The Real Alcazar of Sevilla is a walled palace complex built in different historical stages.
The original palace was built in the High Middle Ages. Some vestiges of Islamic art are preserved and, from the period after the Castilian conquest, a Mudejar palatial space and another in the Gothic style. In later reforms, Renaissance, Mannerist1 and Baroque elements were added.
It is the residence of the members of the Spanish royal family when they visit Seville.
This makes it the oldest royal palace in use in Europe.
Unesco declared it a World Heritage Site, along with the Seville Cathedral and the Archivo de Indias, in 1987.
In 2019 it received 2,067,016 visitors, making it one of the most visited monuments in Spain.
Throughout history, the Alcazar has been the scene of various events related to the Spanish Crown. Between 1363 and 1365, as the seat of the Castilian court, it was visited by the diplomats of the Granada court Ibn Jaldun, philosopher, and Ibn al-Jatib, chronicler and poet, to sign a peace treaty with King Pedro.
In 1367 the Prince of Wales sent the English diplomats Neil Loring, Richard Punchardoun and Thomas Balastre to this Alcazar to meet Don Pedro and collect payments.
On July 28, 1477 the Catholic Monarchs arrived in Sevilla, using the enclosure as a room after ten years without a king set foot in the city. Queen Isabel I of Castile, observing the poor condition of the building, ordered interventions and measures for the material and functional recovery of the site.
A year later, on June 30, 1478, his second son, Prince John, was born in the palace.
It is known that this royal birth was assisted by a Sevillian midwife known as «la Herradera» and that it was attended, as witnesses appointed by King Fernando, of Garci Téllez, Alonso Melgarejo, Fernando de Abrejo and Juan de Pineda, as marked Castilian norms, to dispel the slightest doubt that the son was the queen’s.
In 1526 the wedding of Carlos I with his cousin Isabel of Portugal was celebrated in the Alcázar.
Between 1729 and 1733 the Court was established in the Alcazar of Sevilla.

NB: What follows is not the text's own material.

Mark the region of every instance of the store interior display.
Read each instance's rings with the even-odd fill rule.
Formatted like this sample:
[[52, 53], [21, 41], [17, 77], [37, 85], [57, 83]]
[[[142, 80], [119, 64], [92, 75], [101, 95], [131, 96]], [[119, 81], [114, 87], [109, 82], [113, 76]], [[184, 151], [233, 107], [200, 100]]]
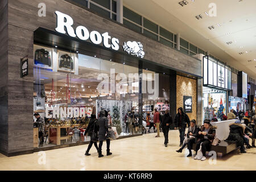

Felipe V, Isabel de Farnesio and the future Carlos III lived there.
In 1823, on the occasion of the military intervention of the Hundred Thousand Sons of San Luis, the royal family, headed by Fernando VII, resided in Seville for two months, during which the Alcázar served as their royal residence.
Coinciding with this royal stay, on April 17, 1823, the Infante Enrique de Borbón y Borbón-Dos Sicilias was born in the city, son of the Infante Francisco de Paula de Borbón and Luisa Carlota de Borbón-Dos Sicilias, and to whom the king Fernando VII granted him, a few days after his birth, the title of Duke of Seville.
By decree of April 22, 1931, the Government of the Second Spanish Republic, at the proposal of its Minister of Finance, Indalecio Prieto, ceded the Alcazar and its gardens to the municipality of Sevilla.
On April 2, 1976, during the Spanish Transition, a meeting of the Council of Ministers took place here, chaired by Juan Carlos I.
The Council of Ministers met again in the Alcazar on March 19, 2010, this time without the presence of the monarch.
The last event related to the monarchy was on March 18, 1995, when a lunch and reception was held on the occasion of the wedding of the Infanta Elena de Borbón, daughter of King Juan Carlos I, with Jaime de Marichalar.